Hotels often cut their room rates and marketing in tough times. They regret both because it will take a while, maybe years, to get rates back to original levels and people will forget where the hotel is, says Lou Plasencia, chief executive of The Plasencia Group, a Tampa hotel brokerage.

"Cutting marketing is a grave mistake," Plasencia says.

Splash is returning to TV advertising because historically it has brought a more than comparable increase in sales to cover it. It also uses email, direct mail and print advertising.

Complicating things for the restaurant is its location, wedged inside an outdoor shopping center, not facing Dale Mabry Highway.

"Outback and the big boys have their buildings as a billboard," he says. "You can't see us from the road."

Hill can understand how small companies may be forced to look at cutting marketing, because there are not many things to cut. But instead, he favors keeping brand advertising and cutting promotional advertising. A company may also adjust its marketing to a more value-oriented message in tougher times.

A lot of things go into a strong marketing plan, including core advertising and promotion and target marketing to segments of customers. Companies may pull back marketing to segments, but it should maintain sending its core message, Hill says.

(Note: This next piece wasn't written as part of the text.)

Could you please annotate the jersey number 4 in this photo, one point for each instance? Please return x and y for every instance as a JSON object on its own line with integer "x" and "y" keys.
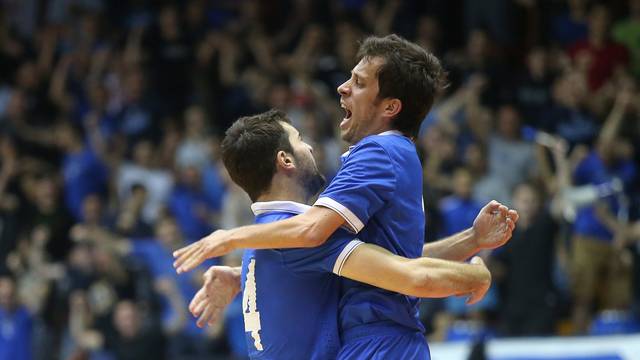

Joy Gendusa, founder and chief executive officer of PostcardMania, a Clearwater direct mail firm, is increasing marketing because of the softer economy. A couple of customers cancelled orders during the election, but PostcardMania kept marketing. Gendusa's husband's title search business has maintained its marketing spending while competitors have closed.

"If you cut marketing then you go into a slow death," Gendusa says.

Jeff Caponigro, president and chief executive officer of Caponigro Public Relations in Tampa, says when other companies are pulling back marketing, this the best time to break through with a marketing message because there is not as much competition.

"Companies are finding it easier to get messages out," he says.

While some advertising agencies have struggled because of less marketing spending, ChappellRoberts in Tampa is having one of it best years and hired two new people recently. The firm is fortunate to have a mix of clients who think long-term.

"We tell clients, in down times, you can increase your share of voice," says Colleen Chappell, chief executive officer. "There is less noise."

Direct mail results are stronger because there is less competition in the mailbox. Consumers are not getting several credit card offers each week.

But the softer economy has made companies more careful about their spending, including marketing.

"What we see is clients who are looking longer-term, looking very hard on how they spend each dollar," Chappell says. "We help insure that every dollar they spend is with the right medium with right audience."